Elle portait un grand panier sur la tête, qu'elle maintenait d'une main et qui devait être assez lourd, mais le balancement de sa démarche n'en était en rien altéré. Elle avait une allure magnifique, aisée et rythmée. Elle avait au bras de larges bracelets de métal qui tintaient légèrement, mais ses sandales étaient usées et très vieilles.

Son sari était déchiré et sali par un trop long usage. Elle était d'habitude avec plusieurs compagnes qui elles aussi portaient des paniers, mais ce matin-là, elle était seule sur le chemin escarpé. Le soleil n'était pas encore trop chaud et, très haut dans le ciel bleu quelques vautours tournoyaient en larges cercles sans seulement bouger une aile. La rivière coulait silencieusement près du chemin. C'était une matinée paisible, et cette femme solitaire au panier sur la tête semblait être le point central de la beauté et de la grâce ; toutes les choses semblaient la désigner et l'accepter comme faisant partie de leur être propre.

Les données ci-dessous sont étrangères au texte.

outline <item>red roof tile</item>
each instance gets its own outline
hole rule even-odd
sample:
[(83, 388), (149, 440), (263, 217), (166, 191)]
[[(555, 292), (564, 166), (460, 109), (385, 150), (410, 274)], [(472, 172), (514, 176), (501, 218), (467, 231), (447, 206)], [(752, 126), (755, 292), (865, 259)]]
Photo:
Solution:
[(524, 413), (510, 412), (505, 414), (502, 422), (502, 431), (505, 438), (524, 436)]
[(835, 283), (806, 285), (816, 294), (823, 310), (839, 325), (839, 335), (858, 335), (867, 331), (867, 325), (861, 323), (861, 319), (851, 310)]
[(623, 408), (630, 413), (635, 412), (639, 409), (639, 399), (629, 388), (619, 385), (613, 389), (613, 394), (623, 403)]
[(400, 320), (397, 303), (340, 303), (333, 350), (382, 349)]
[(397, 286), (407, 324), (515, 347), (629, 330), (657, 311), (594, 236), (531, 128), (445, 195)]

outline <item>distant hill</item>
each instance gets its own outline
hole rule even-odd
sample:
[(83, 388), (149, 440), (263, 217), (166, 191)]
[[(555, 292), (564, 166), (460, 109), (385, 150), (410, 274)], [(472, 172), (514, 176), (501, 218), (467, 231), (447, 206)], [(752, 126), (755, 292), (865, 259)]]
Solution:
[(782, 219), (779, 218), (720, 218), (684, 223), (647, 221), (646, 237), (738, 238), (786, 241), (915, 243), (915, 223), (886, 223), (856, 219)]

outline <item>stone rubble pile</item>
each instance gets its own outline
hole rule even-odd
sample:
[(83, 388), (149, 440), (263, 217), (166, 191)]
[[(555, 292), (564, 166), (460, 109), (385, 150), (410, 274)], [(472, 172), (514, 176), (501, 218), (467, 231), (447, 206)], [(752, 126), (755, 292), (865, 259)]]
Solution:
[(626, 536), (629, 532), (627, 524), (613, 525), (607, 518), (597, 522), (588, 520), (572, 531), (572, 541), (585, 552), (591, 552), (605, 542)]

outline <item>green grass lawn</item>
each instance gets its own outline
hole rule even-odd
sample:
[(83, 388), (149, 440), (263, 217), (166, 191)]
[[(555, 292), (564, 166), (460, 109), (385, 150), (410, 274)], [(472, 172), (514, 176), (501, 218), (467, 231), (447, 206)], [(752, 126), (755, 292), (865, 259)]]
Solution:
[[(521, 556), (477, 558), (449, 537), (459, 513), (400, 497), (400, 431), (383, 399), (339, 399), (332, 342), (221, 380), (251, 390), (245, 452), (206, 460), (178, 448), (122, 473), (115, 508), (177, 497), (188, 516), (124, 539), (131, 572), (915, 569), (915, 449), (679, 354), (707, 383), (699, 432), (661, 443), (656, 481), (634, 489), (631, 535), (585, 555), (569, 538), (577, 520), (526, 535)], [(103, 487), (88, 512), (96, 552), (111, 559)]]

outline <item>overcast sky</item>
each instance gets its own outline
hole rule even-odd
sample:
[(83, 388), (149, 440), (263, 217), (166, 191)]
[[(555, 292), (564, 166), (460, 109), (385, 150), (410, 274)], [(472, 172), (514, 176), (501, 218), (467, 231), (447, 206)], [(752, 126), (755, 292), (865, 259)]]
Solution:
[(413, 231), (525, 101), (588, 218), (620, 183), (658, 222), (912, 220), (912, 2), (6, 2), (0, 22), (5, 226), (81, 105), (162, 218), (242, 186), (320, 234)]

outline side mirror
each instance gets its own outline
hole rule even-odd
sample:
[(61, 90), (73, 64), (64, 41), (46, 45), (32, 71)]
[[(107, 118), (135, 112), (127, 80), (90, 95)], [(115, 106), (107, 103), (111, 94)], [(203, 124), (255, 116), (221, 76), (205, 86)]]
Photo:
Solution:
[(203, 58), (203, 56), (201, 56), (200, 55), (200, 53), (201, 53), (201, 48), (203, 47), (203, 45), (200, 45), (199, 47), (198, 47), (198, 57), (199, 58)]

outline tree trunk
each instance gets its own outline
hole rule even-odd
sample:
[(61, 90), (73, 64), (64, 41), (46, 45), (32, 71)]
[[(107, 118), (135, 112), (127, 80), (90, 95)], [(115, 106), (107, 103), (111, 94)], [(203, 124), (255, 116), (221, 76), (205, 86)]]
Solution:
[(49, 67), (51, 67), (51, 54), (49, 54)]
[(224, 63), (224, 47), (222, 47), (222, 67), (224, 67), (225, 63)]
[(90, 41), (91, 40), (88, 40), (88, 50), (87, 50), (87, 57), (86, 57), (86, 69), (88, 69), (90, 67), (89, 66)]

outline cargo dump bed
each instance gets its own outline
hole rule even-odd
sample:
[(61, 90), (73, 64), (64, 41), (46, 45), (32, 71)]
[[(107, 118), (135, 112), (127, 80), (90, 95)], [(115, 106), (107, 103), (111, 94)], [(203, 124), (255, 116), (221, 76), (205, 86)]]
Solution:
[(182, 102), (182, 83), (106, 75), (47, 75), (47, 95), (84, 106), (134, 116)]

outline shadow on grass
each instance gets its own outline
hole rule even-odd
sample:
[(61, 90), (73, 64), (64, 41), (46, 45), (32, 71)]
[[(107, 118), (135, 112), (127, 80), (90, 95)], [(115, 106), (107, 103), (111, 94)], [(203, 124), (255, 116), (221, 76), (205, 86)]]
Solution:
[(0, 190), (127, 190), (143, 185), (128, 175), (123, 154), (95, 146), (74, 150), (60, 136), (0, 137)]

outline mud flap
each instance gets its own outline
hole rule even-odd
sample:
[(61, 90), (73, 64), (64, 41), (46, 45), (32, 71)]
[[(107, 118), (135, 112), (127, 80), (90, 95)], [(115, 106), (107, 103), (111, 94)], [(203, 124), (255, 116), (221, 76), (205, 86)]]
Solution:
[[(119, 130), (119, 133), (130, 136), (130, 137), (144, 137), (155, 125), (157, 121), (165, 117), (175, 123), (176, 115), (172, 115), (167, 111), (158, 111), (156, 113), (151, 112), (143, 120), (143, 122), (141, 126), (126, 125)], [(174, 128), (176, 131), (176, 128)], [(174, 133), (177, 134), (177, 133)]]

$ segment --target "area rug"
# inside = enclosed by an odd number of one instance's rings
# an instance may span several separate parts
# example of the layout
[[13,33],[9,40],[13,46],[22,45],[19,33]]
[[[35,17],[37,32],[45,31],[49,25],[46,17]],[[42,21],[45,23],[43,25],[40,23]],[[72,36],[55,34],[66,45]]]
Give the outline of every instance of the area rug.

Elle n'était plus une entité séparée, mais faisait partie de vous et de moi, comme de ce tamarinier. Elle ne marchait pas devant moi, mais c'était moi qui marchais avec ce panier sur la tête. Ce n'était pas une illusion, une identification imaginée, souhaitée et cultivée, ce qui aurait été indiciblement laid, mais une expérience naturelle et instantanée. Les quelques pas qui nous séparaient s'étaient évanouis, le temps, la mémoire et la distance engendrés par la pensée, tout cela avait totalement disparu. Et le chemin était long jusqu'à la ville, là où elle devait vendre le contenu de son panier. Vers le soir, elle reprenait cette route et traversait le petit pont en bambou qui menait au village, pour ne plus réapparaître avant le lendemain matin, son panier à nouveau plein.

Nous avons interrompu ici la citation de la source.